If he and co-creator Dan Harmon want the series to go on for the “20, 30 seasons” Roiland mentions, they’ll have to lean more on an “adventure of the week” approach to storytelling. Like Bart and Lisa on The Simpsons, Morty and Summer can never grow up, which is something that Season 4’s Story Train episode “Never Ricking Morty” very specifically poked fun at.
Identity Crisis
Broadly, Season 5 feels like the culmination of an identity crisis that began with Season 4’s Story Train episode. The Story Lord tried to siphon Rick and Morty’s energy to break beyond the fifth wall. As part of this effort, he uses a device that tracks their Narrative Energy, Marketability, Broad Appeal, Relatability, and Story Potential. These meters go off the charts when Summer fights Tammy with lightsabers, while Rick grapples with Phoenixperson, and as Snuffles the talking dog fights cats. This is the show giving us shameless cameos and callbacks while simultaneously chastising us for wanting them.
The Story Lord represents the capitalistic pressures the show’s creators feel from their corporate overlords, whether overtly or subtextually. A good story is relatable and likable to a wide audience, and therefore easy to sell to said audience. In plainer terms: if you give the people what they want, they will like it even when it’s bad. That’s why the grand fakeout in the episode is a “potential” confrontation with Evil Morty alongside an Evil Mr. Poopybutthole and an army full of Meeseeks, Gazorpians, and Ricks.
In retrospect, this whole episode is a feverish nightmare — and a confession. It was a warning that Rick and Morty planned to tear down its own framework. After years of dancing around delicate plot threads about Evil Morty, Birdperson, and Rick’s history, Season 5’s last three episodes expend virtually all of the narrative potential left in the tank.
The Story Train episode taunts us with what we think we want, and the three-parter whirlwind that finished Season 5 drowns us in enough canonical closure to sink a pirate ship.

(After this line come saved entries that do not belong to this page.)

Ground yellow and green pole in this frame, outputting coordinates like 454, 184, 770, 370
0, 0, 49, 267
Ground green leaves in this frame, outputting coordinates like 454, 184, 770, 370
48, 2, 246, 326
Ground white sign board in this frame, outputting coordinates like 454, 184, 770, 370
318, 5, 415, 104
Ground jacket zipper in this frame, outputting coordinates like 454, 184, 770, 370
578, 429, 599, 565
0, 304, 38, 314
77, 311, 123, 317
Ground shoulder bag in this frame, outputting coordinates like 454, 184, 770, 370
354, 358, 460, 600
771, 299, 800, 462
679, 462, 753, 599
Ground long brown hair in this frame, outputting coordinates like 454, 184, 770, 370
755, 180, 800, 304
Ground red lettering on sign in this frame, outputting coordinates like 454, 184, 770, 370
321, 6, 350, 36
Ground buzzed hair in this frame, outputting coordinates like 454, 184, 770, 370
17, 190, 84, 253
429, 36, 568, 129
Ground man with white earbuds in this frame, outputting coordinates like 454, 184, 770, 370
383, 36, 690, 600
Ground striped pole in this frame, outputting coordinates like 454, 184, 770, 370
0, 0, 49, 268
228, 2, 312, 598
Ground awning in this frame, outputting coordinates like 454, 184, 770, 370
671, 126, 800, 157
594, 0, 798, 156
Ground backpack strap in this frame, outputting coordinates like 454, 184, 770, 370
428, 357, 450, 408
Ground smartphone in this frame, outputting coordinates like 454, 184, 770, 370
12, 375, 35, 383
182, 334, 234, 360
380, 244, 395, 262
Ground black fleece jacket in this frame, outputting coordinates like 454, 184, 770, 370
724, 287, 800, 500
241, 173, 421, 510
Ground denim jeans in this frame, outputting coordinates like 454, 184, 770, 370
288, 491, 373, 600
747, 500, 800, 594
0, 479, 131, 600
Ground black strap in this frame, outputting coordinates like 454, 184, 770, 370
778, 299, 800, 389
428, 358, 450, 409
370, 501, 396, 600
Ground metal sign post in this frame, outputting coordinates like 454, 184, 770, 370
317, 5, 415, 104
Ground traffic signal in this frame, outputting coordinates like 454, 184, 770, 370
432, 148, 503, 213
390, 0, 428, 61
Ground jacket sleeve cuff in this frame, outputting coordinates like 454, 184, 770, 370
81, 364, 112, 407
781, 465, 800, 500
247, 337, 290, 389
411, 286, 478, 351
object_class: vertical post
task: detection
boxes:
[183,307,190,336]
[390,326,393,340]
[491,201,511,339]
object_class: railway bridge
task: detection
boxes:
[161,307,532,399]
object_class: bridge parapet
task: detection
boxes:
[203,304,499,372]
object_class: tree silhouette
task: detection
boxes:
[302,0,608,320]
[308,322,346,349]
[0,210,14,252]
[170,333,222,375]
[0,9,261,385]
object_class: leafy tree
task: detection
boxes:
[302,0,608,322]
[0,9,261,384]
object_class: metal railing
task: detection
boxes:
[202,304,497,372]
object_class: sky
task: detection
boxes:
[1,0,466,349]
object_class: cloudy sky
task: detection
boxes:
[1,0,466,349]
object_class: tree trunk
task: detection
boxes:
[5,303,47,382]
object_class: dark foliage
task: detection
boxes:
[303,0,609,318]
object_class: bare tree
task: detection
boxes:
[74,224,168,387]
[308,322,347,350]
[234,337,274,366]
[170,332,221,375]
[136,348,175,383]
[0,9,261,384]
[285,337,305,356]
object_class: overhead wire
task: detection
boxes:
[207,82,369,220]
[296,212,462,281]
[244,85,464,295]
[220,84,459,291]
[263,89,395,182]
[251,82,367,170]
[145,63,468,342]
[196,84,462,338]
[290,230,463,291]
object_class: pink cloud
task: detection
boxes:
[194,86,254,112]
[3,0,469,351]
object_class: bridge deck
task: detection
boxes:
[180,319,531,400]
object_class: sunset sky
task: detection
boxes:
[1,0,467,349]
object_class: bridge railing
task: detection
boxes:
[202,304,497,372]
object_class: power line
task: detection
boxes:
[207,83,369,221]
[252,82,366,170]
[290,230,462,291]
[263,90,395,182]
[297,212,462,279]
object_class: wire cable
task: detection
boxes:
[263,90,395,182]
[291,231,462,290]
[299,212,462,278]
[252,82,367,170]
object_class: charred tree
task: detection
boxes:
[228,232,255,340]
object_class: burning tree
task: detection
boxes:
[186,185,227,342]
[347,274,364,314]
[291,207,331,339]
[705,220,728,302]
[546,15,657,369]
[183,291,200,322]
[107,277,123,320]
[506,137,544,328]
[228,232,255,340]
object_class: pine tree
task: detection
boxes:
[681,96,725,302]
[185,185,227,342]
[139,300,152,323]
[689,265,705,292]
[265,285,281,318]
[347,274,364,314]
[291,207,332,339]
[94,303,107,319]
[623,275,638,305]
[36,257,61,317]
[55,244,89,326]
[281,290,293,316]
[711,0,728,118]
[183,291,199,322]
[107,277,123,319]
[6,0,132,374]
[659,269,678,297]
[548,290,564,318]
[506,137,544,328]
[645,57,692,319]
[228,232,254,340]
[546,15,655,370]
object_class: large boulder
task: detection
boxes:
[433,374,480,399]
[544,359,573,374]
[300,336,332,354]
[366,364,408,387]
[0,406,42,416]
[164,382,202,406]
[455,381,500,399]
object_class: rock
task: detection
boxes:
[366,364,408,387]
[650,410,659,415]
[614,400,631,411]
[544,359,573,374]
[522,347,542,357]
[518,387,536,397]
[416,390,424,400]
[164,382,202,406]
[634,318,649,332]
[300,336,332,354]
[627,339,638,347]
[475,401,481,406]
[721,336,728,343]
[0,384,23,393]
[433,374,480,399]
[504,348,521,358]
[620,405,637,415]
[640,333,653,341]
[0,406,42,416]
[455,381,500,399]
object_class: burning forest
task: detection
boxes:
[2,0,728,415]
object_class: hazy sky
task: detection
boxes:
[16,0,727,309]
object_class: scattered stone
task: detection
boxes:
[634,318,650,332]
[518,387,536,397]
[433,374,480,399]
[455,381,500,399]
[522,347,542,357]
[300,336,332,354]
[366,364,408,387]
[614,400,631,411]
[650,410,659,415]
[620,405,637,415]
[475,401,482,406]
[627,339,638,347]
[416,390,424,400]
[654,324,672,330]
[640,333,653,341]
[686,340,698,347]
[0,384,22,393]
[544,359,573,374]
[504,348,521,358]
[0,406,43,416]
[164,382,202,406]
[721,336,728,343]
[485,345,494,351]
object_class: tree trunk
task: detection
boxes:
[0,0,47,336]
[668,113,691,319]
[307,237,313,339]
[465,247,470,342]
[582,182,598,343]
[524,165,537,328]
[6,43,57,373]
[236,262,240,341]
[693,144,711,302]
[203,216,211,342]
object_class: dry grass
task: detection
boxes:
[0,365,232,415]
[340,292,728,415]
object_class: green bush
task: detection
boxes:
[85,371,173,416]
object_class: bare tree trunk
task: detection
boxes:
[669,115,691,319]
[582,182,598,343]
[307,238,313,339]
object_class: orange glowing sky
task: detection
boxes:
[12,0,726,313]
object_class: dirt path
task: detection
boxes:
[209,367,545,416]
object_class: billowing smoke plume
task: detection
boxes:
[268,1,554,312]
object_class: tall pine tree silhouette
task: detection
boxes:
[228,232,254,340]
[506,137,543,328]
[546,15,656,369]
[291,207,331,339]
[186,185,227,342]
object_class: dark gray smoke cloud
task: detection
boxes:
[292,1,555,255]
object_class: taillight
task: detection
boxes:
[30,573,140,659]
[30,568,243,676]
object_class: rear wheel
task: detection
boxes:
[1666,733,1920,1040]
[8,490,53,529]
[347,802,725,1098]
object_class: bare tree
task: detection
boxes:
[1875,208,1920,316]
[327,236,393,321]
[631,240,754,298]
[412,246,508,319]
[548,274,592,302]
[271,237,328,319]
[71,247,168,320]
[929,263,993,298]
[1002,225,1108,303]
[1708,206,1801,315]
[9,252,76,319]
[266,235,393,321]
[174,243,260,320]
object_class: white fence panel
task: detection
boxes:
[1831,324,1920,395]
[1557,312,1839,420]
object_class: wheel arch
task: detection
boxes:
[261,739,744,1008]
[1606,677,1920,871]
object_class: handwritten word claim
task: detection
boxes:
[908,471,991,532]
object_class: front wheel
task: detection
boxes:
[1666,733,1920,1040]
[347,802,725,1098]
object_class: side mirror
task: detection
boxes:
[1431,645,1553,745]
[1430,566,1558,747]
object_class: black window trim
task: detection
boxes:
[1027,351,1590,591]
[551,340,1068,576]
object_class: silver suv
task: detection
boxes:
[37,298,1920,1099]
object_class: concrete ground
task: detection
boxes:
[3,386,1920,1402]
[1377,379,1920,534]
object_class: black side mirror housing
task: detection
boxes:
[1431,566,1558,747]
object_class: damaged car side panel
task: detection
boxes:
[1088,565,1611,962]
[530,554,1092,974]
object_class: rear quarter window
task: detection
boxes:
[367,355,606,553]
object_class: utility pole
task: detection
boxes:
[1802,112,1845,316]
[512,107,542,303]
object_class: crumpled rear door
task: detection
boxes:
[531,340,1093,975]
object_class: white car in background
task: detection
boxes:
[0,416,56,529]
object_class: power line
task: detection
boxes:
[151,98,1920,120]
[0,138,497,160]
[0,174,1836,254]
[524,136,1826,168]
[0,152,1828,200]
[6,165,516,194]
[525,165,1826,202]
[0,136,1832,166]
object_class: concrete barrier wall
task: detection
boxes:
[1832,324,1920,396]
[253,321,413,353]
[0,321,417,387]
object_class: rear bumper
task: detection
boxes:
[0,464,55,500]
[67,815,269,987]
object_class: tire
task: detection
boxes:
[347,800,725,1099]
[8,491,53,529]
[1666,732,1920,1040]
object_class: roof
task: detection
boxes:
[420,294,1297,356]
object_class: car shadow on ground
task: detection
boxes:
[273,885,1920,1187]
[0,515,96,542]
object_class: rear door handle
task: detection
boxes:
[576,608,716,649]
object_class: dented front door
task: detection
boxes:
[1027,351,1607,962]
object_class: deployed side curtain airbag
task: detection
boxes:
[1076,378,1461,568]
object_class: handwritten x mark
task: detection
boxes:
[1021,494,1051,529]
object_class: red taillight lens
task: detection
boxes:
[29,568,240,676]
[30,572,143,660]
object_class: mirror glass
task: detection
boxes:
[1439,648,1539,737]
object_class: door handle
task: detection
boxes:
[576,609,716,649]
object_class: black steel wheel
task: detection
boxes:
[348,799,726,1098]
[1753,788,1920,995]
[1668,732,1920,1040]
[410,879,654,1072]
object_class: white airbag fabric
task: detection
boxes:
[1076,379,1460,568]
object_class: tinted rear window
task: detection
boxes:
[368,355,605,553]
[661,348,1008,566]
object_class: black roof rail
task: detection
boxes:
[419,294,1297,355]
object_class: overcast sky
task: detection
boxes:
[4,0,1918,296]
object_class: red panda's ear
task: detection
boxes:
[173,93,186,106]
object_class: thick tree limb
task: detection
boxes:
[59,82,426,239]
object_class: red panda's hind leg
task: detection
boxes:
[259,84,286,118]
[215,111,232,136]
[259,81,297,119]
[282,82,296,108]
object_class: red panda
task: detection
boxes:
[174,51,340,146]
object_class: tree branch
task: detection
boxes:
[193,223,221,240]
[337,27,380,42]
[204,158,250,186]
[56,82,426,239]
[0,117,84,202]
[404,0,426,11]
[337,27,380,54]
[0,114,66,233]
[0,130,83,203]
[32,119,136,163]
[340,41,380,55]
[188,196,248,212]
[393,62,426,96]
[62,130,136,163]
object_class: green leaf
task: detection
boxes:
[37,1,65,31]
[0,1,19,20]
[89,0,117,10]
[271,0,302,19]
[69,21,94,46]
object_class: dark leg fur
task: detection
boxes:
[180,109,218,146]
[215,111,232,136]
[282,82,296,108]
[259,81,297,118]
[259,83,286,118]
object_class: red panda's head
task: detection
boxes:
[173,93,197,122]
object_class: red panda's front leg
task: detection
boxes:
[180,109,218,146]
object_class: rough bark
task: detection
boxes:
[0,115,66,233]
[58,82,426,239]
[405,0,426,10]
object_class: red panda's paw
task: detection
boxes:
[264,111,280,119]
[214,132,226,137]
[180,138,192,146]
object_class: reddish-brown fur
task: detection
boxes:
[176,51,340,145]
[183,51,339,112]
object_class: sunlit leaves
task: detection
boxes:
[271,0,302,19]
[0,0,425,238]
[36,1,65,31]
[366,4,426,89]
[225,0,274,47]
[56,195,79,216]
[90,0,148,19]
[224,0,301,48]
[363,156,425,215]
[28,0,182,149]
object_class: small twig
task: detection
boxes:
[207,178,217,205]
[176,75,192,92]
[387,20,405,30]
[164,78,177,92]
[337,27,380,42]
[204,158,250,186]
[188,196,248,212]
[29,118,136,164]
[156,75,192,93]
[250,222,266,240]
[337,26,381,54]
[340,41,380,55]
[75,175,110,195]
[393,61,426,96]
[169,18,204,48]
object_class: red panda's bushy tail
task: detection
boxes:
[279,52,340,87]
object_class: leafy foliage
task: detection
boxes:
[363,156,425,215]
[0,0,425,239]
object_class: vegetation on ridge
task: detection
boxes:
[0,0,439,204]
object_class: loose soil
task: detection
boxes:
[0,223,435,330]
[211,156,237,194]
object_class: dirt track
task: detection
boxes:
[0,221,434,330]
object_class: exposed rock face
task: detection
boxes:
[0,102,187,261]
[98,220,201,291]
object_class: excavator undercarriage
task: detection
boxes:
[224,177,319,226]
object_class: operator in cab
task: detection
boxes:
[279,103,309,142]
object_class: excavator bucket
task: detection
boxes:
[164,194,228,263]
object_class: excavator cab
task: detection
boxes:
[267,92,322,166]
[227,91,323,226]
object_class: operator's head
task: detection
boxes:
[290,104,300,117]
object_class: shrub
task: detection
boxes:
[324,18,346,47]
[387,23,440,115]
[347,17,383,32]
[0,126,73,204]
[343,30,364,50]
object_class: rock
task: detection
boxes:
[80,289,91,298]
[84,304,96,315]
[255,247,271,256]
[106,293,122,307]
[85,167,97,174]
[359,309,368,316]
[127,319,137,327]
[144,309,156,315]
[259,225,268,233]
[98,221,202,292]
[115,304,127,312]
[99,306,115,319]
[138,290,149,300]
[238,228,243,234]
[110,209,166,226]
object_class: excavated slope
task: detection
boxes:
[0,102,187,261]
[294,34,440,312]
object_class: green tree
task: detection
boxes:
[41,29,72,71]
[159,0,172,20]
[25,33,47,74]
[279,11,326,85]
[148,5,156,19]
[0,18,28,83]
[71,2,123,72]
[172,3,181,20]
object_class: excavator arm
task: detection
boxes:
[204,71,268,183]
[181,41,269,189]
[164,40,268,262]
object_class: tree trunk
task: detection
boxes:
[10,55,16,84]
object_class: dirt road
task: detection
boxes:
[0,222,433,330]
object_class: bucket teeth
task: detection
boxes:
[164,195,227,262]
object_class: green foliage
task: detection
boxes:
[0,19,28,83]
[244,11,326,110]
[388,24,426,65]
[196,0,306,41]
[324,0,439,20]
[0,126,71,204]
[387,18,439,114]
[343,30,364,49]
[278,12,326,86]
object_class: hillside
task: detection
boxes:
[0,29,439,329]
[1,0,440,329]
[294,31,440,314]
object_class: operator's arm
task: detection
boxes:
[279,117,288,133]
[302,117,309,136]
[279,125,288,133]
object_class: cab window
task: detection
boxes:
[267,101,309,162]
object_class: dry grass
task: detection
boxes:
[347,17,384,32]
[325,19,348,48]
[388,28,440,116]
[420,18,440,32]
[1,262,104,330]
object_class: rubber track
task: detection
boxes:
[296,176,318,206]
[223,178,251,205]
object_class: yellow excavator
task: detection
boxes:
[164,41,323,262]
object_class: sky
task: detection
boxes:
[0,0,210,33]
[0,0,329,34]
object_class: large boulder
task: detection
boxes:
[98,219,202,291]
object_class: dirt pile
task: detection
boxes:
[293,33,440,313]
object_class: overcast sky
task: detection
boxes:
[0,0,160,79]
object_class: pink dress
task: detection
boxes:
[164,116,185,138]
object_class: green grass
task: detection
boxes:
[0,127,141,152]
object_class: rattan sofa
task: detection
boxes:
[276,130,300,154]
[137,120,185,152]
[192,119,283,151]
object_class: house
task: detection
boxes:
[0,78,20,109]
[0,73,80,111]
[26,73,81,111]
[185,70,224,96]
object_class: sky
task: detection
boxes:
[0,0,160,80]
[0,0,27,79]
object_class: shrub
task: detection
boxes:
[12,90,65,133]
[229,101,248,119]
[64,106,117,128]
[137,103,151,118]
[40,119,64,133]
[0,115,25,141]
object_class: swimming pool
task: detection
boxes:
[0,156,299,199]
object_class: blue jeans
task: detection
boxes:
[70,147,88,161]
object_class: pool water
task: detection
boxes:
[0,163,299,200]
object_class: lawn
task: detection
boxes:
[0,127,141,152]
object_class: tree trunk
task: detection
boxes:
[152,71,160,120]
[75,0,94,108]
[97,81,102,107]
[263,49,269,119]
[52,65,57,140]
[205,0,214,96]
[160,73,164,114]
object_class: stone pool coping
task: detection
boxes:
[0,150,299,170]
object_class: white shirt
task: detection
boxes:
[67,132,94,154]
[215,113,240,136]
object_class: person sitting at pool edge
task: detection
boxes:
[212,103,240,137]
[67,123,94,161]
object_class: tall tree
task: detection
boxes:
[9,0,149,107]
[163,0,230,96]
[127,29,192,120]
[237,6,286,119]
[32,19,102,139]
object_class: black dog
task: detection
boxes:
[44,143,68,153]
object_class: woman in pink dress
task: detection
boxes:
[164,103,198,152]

Evil Morty’s grand plan is to escape the Central Finite Curve, a limited version of the multiverse in which Rick is the smartest man in every universe. But he also hacks the Citadel in such a way that every escape attempt from a Rick or Morty through traditional means will kill them. The many deaths that occur literally fuel a canon that rockets Evil Morty into the wider, truer multiverse.
Evil Morty has not merely left the Central Finite Curve. He has left Rick and Morty, perhaps because the show’s creators don’t want to deal with over-serialization. After Evil Morty rips a hole and flies through it, the anomaly implodes, taking the Citadel along with it, and the rip in reality closes.
This is an aggressive amount of closure!
Say what you will about the flaws of a show like Lost, but the J.J. Abrams “Mystery Box” approach works. It doesn’t matter what is in the box, because as long as you can inspire enough curiosity to engage the viewer’s imagination on an intellectual level, they’ll stick around. With virtually every conflict resolved on Rick and Morty, what happens now?
The simple answer is that it becomes what the creators may have always wanted: A weird and sharply written procedural that pokes fun at genre classics while exploring how painful existence is in a post-capitalistic society, as seen through the lens of a dysfunctional nuclear family unit. Just with fewer serialized story arcs, okay?
Rick and Morty Season 6 is currently in development.